When the Data Type is GPFeatureRecordSetLayer, this tells you what kind of geometry (Point, Polyline, Polygon) is expected

Parameter Type

Indicates whether the parameter is required or optional

Looking at the CreateDriveTimePolygons task, you should note that it has two input parameters (Input_Location and Drive_Times) and one output parameter (Output_Drive_Time_Polygons).

The Data Type of the Input_Location parameter (GPFeatureRecordSetLayer) may seem a bit confusing, but the important thing to remember as a JS API developer is that you’ll want to use a FeatureSet object in your code to satisfy this parameter. You might recall dealing with this type of object – an array of Graphic objects – earlier when working with the response from FeatureLayer.queryFeatures(). In this context, you’ll create a FeatureSet and assign your own array of Graphics to it. Often the array is just a single point, polyline or polygon drawn on the map by the user.

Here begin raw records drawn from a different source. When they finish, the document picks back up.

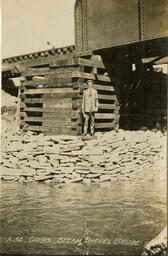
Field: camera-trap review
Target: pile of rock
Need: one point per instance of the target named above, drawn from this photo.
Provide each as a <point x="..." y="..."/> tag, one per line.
<point x="67" y="159"/>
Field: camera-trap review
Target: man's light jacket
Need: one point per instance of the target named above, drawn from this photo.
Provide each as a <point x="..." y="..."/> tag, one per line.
<point x="90" y="101"/>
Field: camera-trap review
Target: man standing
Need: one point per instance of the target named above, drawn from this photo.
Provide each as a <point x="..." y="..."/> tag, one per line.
<point x="89" y="107"/>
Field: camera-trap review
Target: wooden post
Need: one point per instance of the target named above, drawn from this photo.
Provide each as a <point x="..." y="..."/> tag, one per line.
<point x="22" y="79"/>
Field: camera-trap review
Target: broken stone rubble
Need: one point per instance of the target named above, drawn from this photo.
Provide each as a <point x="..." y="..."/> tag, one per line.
<point x="66" y="159"/>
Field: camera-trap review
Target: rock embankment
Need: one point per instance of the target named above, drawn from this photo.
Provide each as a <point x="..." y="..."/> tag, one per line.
<point x="67" y="159"/>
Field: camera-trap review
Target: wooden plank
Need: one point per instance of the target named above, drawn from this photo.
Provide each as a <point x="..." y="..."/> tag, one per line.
<point x="52" y="123"/>
<point x="99" y="87"/>
<point x="33" y="109"/>
<point x="106" y="97"/>
<point x="48" y="90"/>
<point x="62" y="61"/>
<point x="33" y="119"/>
<point x="58" y="82"/>
<point x="90" y="63"/>
<point x="157" y="111"/>
<point x="77" y="61"/>
<point x="33" y="100"/>
<point x="35" y="128"/>
<point x="37" y="72"/>
<point x="52" y="105"/>
<point x="57" y="116"/>
<point x="104" y="125"/>
<point x="63" y="95"/>
<point x="57" y="130"/>
<point x="104" y="116"/>
<point x="107" y="106"/>
<point x="49" y="99"/>
<point x="57" y="111"/>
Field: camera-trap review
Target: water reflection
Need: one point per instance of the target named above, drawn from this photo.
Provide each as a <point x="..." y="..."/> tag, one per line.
<point x="133" y="210"/>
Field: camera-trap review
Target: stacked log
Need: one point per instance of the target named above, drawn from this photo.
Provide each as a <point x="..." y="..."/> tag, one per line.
<point x="51" y="96"/>
<point x="61" y="159"/>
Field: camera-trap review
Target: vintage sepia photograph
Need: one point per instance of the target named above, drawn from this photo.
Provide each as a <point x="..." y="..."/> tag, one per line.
<point x="84" y="127"/>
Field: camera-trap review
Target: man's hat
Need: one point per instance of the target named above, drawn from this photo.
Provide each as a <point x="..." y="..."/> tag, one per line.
<point x="90" y="80"/>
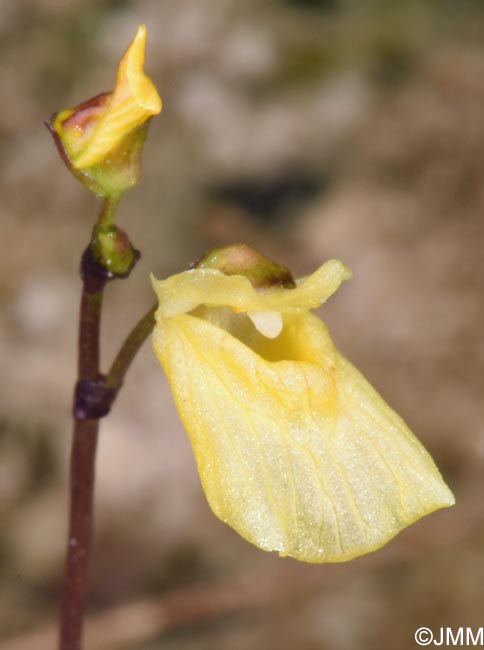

Getting back to the CreateDriveTimePolygons task, other pieces of the Input_Location parameter’s documentation tell us that the supplied geometry must be a Point and that the parameter is required.

The next parameter, Drive_Times, is a string and is optional. It turns out that more information on this parameter can be found by following the Help URL link near the top of the page. On the task’s Help page, the Usage Tips tell us that this parameter should be space delimited, that the highest value allowed is 15, and that the drive times should be entered from smallest to largest.

Back on the main documentation page, we can see that the output parameter is also a FeatureSet, this time of type Polygon. Based on what we learned from other parts of the documentation, we can expect the output to include one polygon for each value in the Drive_Times string. Finally, we can see the attribute fields (e.g., FromBreak and ToBreak) that the polygons will have.

The task’s documentation page contains one more important bit of information. The Execution Type value (near the top of the page) tells us whether the task should be run synchronously (for quick tasks) or asynchronously (for longer ones). The Supported Operations link (near the bottom of the page) will say Execute Task for synchronous tasks and Submit Job for asynchronous tasks. As we’ll see, these correspond to two different object methods when calling on the service in JS code.